Generalisations about beer culture opinion

Beware snobbery but not afraid of change

There’s a fine line between enthusing about better beer and being a snob.

It’s something that’s been on Tandleman’s mind lately. Pivni Filosof, Velky Al and numerous others over the years have posted variations on the point that, for many of us, beer’s appeal is, in large part, that it’s not pretentious, expensive or exclusive.

Even some posts for Session #58, including our own, reflected the same anxiety.

And it’s certainly something that’s worth being vigilant about. “Am I being a dick about this?” is probably a good question to ask yourself from time to time.

Having said that, we mustn’t let this thoughtfulness lead us to the false conclusion that, to be true to the roots of beer, we need to embrace shite pubs and crappy products. After all, eating greasy, grey meat pies might be ‘traditionally working class’, but they just don’t taste nice, and surely it’s a good thing that lots of ordinary people are now enjoying more interesting, tastier food and that the good stuff isn’t just reserved for the nobs? (In fact, is this the opposite of snobbery…?)

The “craft beer revolution” is real — you only have to look at London to know it — but, even if your town isn’t directly touched by it (Bridgwater is probably never going to have a stripped pine and chrome, forty tap craft beer bar, for example) the very fact that the idea that the idea of good beer is being talked about (in newspapers, on TV) will eventually reach every corner of the market, even if only in a modest way.

Six degrees of beer appreciation

1. Snobbery. Making a big deal about buying beer because it is expensive or exclusive. No friends.

2. Fussy. Offending people and/or causing social awkwardness in the pursuit of good beer.

3. Discerning. Drinking the best beer available for the occasion. (A fine line between this and the above.)

4. Interested. Being aware of the idea that there is good and bad beer and trying to choose the former. Can lead to accidental snobbery.

5. Disinterested Uninterested.
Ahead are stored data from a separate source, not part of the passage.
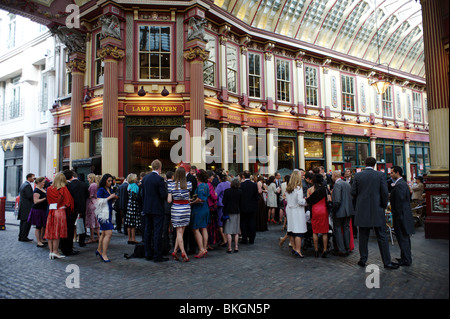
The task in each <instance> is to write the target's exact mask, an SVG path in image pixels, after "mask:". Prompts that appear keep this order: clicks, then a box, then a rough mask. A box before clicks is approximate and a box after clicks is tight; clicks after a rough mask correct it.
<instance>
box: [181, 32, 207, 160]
mask: <svg viewBox="0 0 450 319" xmlns="http://www.w3.org/2000/svg"><path fill="white" fill-rule="evenodd" d="M205 47H206V42H205V41H203V40H200V39H194V40H191V41H189V42H187V43H186V48H187V50H185V51H184V58H185V59H186V61H188V62H189V66H190V82H191V104H190V117H189V126H190V130H191V131H190V132H189V133H190V137H191V147H190V150H191V159H190V163H191V165H195V166H197V167H199V168H204V167H205V161H204V159H205V158H204V156H203V154H204V141H203V139H202V133H203V130H204V128H205V90H204V84H203V63H204V61H206V60H207V59H208V56H209V52H208V51H206V50H205Z"/></svg>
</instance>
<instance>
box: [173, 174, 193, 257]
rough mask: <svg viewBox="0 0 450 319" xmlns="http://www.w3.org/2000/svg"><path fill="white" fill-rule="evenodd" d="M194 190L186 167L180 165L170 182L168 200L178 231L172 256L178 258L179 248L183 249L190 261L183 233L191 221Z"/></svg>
mask: <svg viewBox="0 0 450 319" xmlns="http://www.w3.org/2000/svg"><path fill="white" fill-rule="evenodd" d="M191 190H192V183H191V182H189V181H187V180H186V171H185V169H184V167H179V168H178V169H177V170H176V171H175V175H174V179H173V182H170V183H169V184H168V196H167V202H168V203H172V202H173V204H172V208H171V212H170V213H171V214H170V215H171V221H172V225H173V227H174V228H175V229H176V231H177V237H176V239H175V247H174V248H173V252H172V258H173V259H176V260H178V256H177V252H178V249H180V251H181V258H183V261H185V262H187V261H189V258H188V256H187V255H186V252H185V250H184V241H183V235H184V230H185V228H186V226H187V225H189V223H190V218H191V206H190V204H189V192H190V191H191Z"/></svg>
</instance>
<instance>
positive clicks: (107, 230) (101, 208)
mask: <svg viewBox="0 0 450 319" xmlns="http://www.w3.org/2000/svg"><path fill="white" fill-rule="evenodd" d="M112 183H113V177H112V175H111V174H105V175H103V177H102V179H101V180H100V183H99V188H98V191H97V208H96V211H95V215H97V218H98V222H99V223H100V230H101V231H102V234H101V235H100V239H99V241H98V248H97V251H96V252H95V255H96V256H100V258H101V259H102V260H103V261H104V262H110V261H111V260H110V259H109V258H108V254H107V251H108V246H109V242H110V241H111V236H112V231H113V229H114V225H113V223H112V210H113V209H112V205H113V202H114V200H115V199H117V198H119V197H118V196H117V195H116V194H115V193H114V192H113V191H112V189H111V185H112Z"/></svg>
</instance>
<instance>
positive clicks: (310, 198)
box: [306, 174, 329, 258]
mask: <svg viewBox="0 0 450 319" xmlns="http://www.w3.org/2000/svg"><path fill="white" fill-rule="evenodd" d="M327 196H328V193H327V188H326V186H324V185H323V176H322V175H321V174H315V175H314V179H313V186H312V187H310V188H308V191H307V193H306V202H307V203H308V204H309V205H310V206H311V226H312V231H313V241H314V251H315V253H314V255H315V257H319V236H318V235H319V234H322V240H323V251H322V258H326V257H327V245H328V230H329V223H328V208H327Z"/></svg>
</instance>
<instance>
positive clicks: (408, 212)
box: [390, 178, 415, 235]
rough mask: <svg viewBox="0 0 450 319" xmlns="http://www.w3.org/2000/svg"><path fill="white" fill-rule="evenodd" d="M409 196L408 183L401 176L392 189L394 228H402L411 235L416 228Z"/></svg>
mask: <svg viewBox="0 0 450 319" xmlns="http://www.w3.org/2000/svg"><path fill="white" fill-rule="evenodd" d="M409 198H410V197H409V187H408V184H407V183H406V181H405V180H404V179H403V178H401V179H400V180H398V181H397V183H396V184H395V186H393V187H392V190H391V195H390V202H391V211H392V221H393V222H394V229H398V228H402V229H403V231H404V232H405V233H406V234H408V235H411V234H414V233H415V229H414V218H413V216H412V211H411V205H410V200H409Z"/></svg>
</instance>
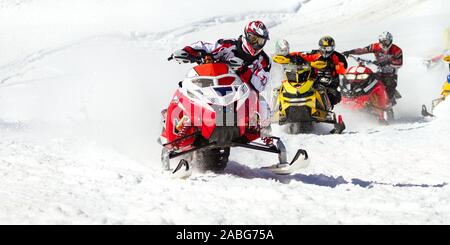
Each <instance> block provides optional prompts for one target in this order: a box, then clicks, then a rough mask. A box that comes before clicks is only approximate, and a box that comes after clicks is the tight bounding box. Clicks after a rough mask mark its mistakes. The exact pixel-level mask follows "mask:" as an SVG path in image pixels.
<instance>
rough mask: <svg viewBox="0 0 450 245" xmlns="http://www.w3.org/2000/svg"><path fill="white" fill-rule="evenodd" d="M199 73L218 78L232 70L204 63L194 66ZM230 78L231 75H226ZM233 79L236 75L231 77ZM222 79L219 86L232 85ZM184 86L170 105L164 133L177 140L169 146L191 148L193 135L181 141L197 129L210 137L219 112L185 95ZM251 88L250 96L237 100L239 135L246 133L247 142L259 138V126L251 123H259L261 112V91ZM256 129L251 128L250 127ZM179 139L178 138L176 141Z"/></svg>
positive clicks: (198, 74)
mask: <svg viewBox="0 0 450 245" xmlns="http://www.w3.org/2000/svg"><path fill="white" fill-rule="evenodd" d="M193 69H194V70H195V71H196V73H197V74H198V75H199V76H209V77H216V76H220V75H223V74H228V73H229V68H228V66H227V65H225V64H221V63H211V64H203V65H199V66H196V67H194V68H193ZM227 79H228V80H230V78H227ZM232 79H234V78H232ZM228 80H226V79H225V80H222V81H220V80H219V83H220V84H219V85H225V86H229V85H231V83H232V82H233V81H231V80H230V81H228ZM182 91H183V90H182V89H178V90H177V91H176V92H175V94H174V96H173V97H172V100H171V102H170V104H169V107H168V108H167V113H166V122H165V130H164V131H163V132H162V134H161V136H162V137H163V138H165V139H166V140H167V142H173V141H175V143H173V144H171V145H168V146H167V147H168V148H170V149H173V148H175V149H179V148H183V147H191V145H192V144H193V143H194V140H195V138H194V137H188V138H186V139H183V140H178V139H180V138H183V137H184V136H187V135H192V134H194V133H195V132H200V133H201V135H202V136H203V138H205V139H209V138H210V137H211V135H212V133H213V131H214V129H215V128H216V112H215V111H214V109H213V108H211V107H210V106H207V105H206V104H205V102H202V101H197V100H194V99H192V98H190V97H188V96H186V95H185V94H184V93H183V92H182ZM249 91H250V96H249V97H248V98H246V99H245V101H242V102H243V103H237V102H235V105H236V109H235V110H236V114H237V126H238V127H239V131H240V135H241V136H245V137H246V138H247V140H248V141H254V140H256V139H258V138H259V137H260V134H259V127H258V125H257V124H256V125H252V123H251V122H257V118H256V115H257V114H258V113H259V96H258V93H256V92H254V91H251V90H249ZM252 128H253V129H255V130H248V129H252ZM176 140H178V141H176Z"/></svg>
Not interested in beer at all. Missing out.

6. Oblivious. What do you mean “good beer”? All beer is good! Wa-hey! Happiness.

7. Inverse snobbery. Drinking bad beer because to do otherwise would be pretentious. Misery.


Note: if you’ve posted on this subject — lots of people have — let us know and we’ll add a link.

Zac at Pavement and Beer for Peace

Sean Liquorish wants bland mainstream lagers to be tastier.

Pivni Filosof has touched on this subject here, here and here.

The Pub Curmudgeon reckons the ‘craft beer revolution’ is an exclusive bubble disconnected from most people’s experience of beer.